So it's been a slow year for writing. But there are things in motion. The Iliad will be a challenge of editing, shaping, memory and (scariest) emotional mining and performing; there's a blog post to come about the start of the process and the uncertainty I feel about the journey. But again, I couldn't say no to the opportunity and I'm excited about the road ahead for me and Achilles. The Kymeras plan another show in February, a rerun of Evelyn, and I will get to try my hand at folk tales at the Tea Party that month too. But also, I do intend to try to spend more time writing words that aren't simple fact. Writing words that are beautiful. With luck, getting out to more readings, reading more, listening more, and talking more with writers.
That's the plan.
I like words. I think they should be free to roam in wide open concept barns equipped with nests.
Tuesday, December 31, 2013
Sunday, December 1, 2013
Diving into the Iliad
I have to say I'm quite enjoying the Fagles translation of the Iliad, as read by Derek Jacobi. I'm listening to it as a way of reading the Iliad fast, because I have a meeting next weekend with a bunch of other storytellers, which will be step one in a massive project, the aim of which is to tell the whole Iliad in 12 hours next summer. I'll be telling some of it. I have no idea which bit yet... but I'm pretty excited about the process. This will be the biggest storytelling project I've been involved with to date.
Meanwhile, I have to dive right into this story.
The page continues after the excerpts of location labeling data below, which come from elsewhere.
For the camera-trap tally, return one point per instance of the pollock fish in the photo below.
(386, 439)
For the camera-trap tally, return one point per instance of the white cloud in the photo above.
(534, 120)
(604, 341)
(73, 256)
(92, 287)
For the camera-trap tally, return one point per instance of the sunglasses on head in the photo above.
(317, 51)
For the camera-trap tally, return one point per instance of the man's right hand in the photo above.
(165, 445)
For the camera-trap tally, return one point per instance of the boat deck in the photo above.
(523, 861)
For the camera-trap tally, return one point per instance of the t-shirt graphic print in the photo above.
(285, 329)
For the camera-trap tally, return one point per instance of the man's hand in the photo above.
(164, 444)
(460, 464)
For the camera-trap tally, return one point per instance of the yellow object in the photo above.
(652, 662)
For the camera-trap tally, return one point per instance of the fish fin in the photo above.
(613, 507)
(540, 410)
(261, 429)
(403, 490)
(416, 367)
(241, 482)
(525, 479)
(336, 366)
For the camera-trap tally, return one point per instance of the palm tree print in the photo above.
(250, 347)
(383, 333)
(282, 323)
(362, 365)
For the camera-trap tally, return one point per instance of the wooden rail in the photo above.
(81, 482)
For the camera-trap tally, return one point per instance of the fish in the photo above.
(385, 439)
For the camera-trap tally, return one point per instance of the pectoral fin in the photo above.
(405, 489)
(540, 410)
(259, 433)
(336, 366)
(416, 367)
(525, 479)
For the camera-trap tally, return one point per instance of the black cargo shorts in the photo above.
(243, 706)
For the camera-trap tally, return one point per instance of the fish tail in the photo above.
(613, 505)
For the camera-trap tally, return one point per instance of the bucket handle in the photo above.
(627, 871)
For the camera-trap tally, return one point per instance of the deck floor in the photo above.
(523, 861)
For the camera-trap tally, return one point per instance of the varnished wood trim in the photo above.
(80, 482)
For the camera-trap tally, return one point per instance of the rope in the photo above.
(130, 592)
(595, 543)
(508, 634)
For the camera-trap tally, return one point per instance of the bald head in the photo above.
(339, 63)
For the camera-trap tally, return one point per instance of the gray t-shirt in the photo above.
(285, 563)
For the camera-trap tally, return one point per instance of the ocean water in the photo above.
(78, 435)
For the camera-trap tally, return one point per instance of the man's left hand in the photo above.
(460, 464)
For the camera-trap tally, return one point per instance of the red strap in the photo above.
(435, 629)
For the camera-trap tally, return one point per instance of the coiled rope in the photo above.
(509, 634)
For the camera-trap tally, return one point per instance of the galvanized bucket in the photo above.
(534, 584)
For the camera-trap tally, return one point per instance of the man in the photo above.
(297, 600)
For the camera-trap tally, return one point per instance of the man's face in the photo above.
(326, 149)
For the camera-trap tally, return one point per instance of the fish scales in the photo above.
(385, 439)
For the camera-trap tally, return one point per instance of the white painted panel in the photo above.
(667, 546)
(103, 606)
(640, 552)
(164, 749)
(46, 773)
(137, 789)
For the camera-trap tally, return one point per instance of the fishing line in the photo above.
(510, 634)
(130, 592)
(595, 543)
Here goes!
I like the straightforwardness of this translation; I love Jacobi's plummy voice. Now I just need to get a sense of the whole thing, in time to rationally discuss it for a whole day this weekend. I need an Iliad flow chart. Internet, aid me!
Nope, that didn't help.
Meanwhile, I have to dive right into this story. Here goes!
I like the straightforwardness of this translation; I love Jacobi's plummy voice. Now I just need to get a sense of the whole thing, in time to rationally discuss it for a whole day this weekend. I need an Iliad flow chart. Internet, aid me!
Nope, that didn't help.
Sunday, November 24, 2013
How to survive 50 years (if you're a story)
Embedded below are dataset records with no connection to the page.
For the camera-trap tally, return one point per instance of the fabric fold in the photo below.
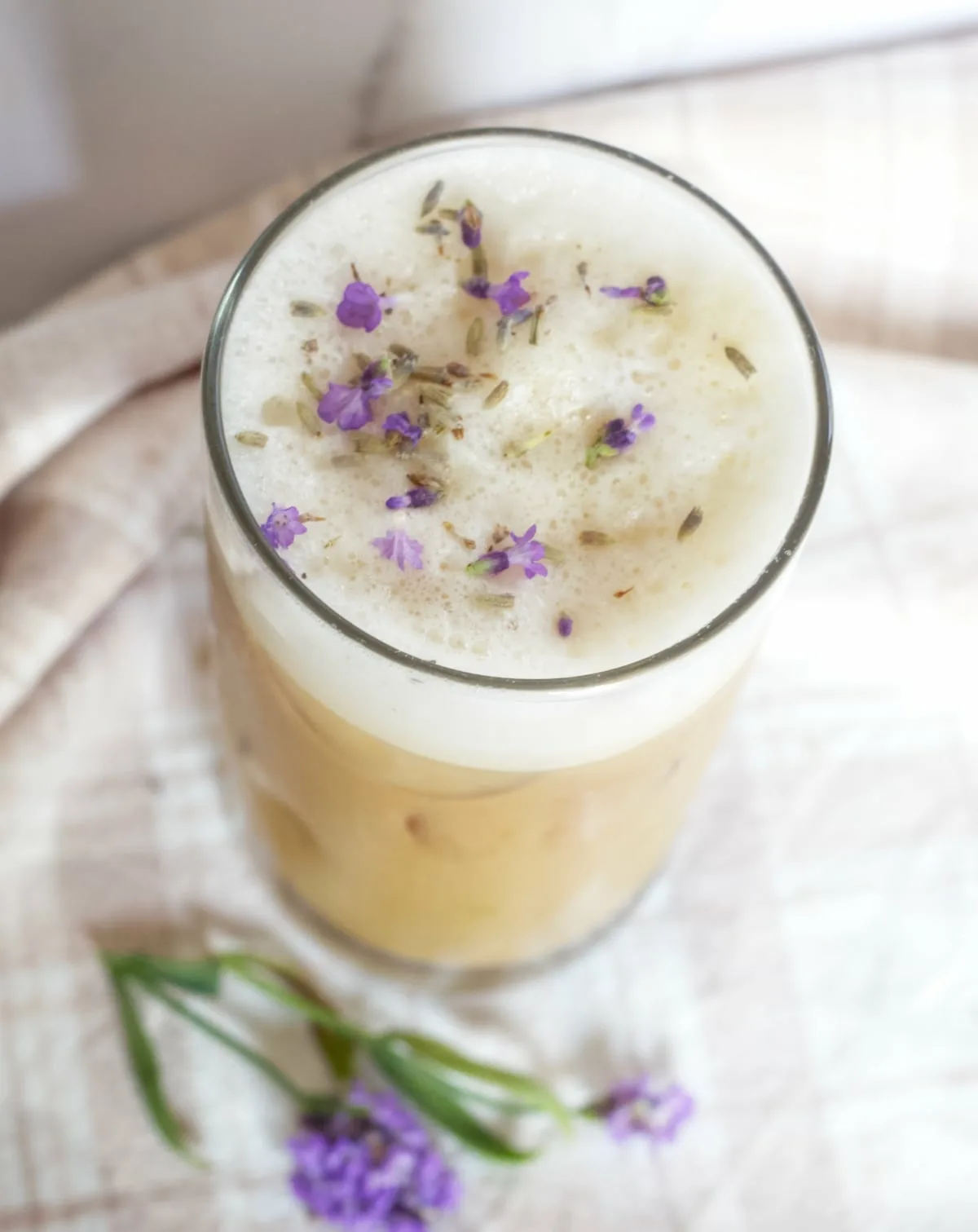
(62, 370)
(83, 526)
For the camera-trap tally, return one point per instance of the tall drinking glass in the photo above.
(448, 816)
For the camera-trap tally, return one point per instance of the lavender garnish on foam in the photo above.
(619, 435)
(399, 547)
(363, 307)
(282, 525)
(653, 292)
(351, 407)
(509, 296)
(525, 552)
Yesterday, along with literally millions of other people, I watched The Day of the Doctor - the 50th anniversary episode of Doctor Who. The episode was officially the biggest simulcast of a TV drama ever, broadcast simultaneously in 94 countries, on TV and streaming online, and in 1500 movie theatres in 3D, and I lucked into a ticket because a friend of mine had bought two during the approximately 28-minute period that there were any available, before they sold out.
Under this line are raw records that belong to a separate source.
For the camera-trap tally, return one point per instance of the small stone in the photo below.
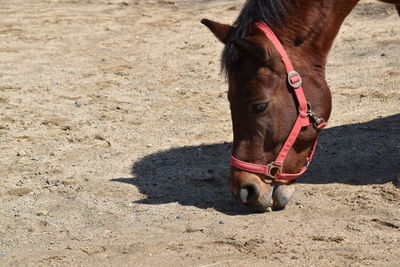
(43, 213)
(99, 137)
(78, 103)
(21, 153)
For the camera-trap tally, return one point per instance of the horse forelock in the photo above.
(271, 12)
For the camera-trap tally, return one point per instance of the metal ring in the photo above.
(296, 84)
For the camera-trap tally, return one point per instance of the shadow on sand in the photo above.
(356, 154)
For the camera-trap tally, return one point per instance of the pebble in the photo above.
(21, 153)
(78, 103)
(43, 213)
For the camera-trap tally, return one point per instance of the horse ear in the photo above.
(248, 47)
(221, 31)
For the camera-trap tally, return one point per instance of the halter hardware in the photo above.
(294, 79)
(274, 169)
(306, 117)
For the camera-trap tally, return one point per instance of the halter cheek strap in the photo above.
(304, 119)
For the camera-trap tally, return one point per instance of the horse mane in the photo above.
(272, 12)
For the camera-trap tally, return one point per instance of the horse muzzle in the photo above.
(259, 194)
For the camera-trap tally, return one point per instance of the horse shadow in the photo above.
(357, 154)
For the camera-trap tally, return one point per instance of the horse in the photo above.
(274, 59)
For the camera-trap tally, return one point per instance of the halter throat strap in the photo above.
(304, 118)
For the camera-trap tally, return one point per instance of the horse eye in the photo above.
(260, 107)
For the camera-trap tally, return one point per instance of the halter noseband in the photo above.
(305, 118)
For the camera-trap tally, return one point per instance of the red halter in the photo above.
(274, 169)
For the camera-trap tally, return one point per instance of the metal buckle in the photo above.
(271, 167)
(296, 84)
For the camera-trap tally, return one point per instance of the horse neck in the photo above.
(311, 27)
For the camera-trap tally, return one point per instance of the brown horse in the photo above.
(264, 105)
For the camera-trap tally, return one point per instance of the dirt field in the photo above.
(115, 135)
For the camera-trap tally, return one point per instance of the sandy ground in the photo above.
(115, 135)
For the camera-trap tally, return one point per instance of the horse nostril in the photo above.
(249, 193)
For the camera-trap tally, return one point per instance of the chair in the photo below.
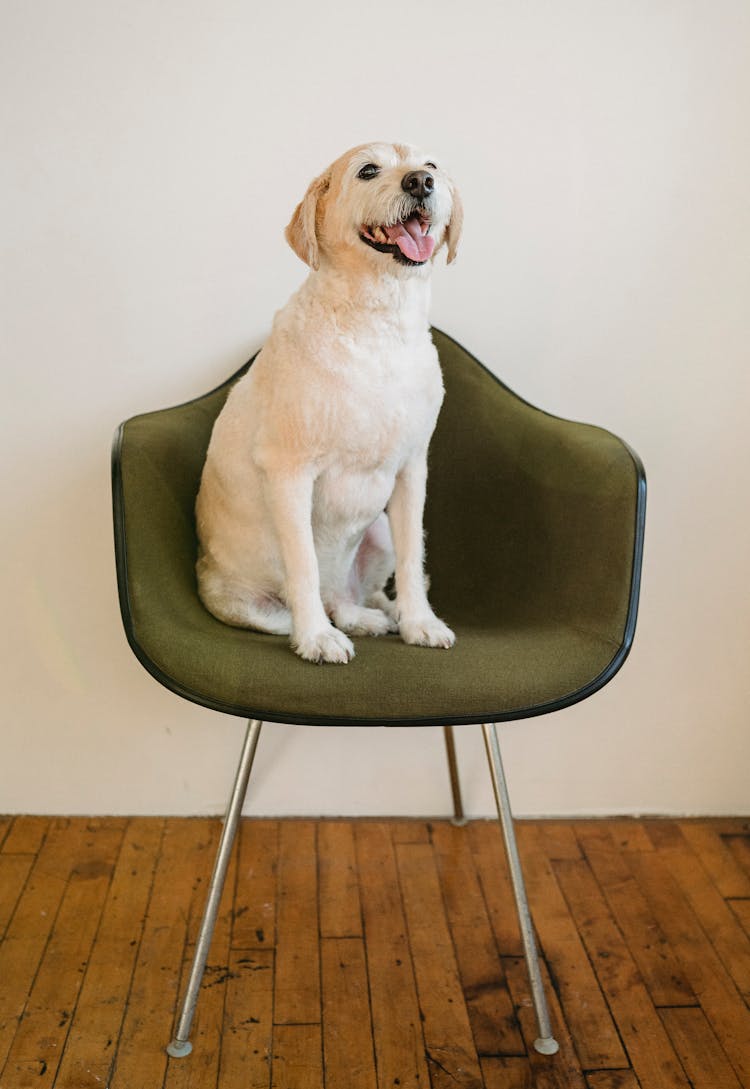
(535, 540)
Doctor Who is the longest-running science fiction show of all time, and one of the longest-running television shows, period, of all time (there may be a soap or two that beat it.) The first episode was aired on November 23, 1963, and no one had a clue what they had on their hands. No one involved in the show then would have had any idea that in fifty years, people would be selling out movie theatres, and gathering at their houses to watch on television or online, all over the world. How could they? They were just making a science fiction show for families to watch; something with a bit of an educational bent, catching the SF wave, on a budget, for the BBC.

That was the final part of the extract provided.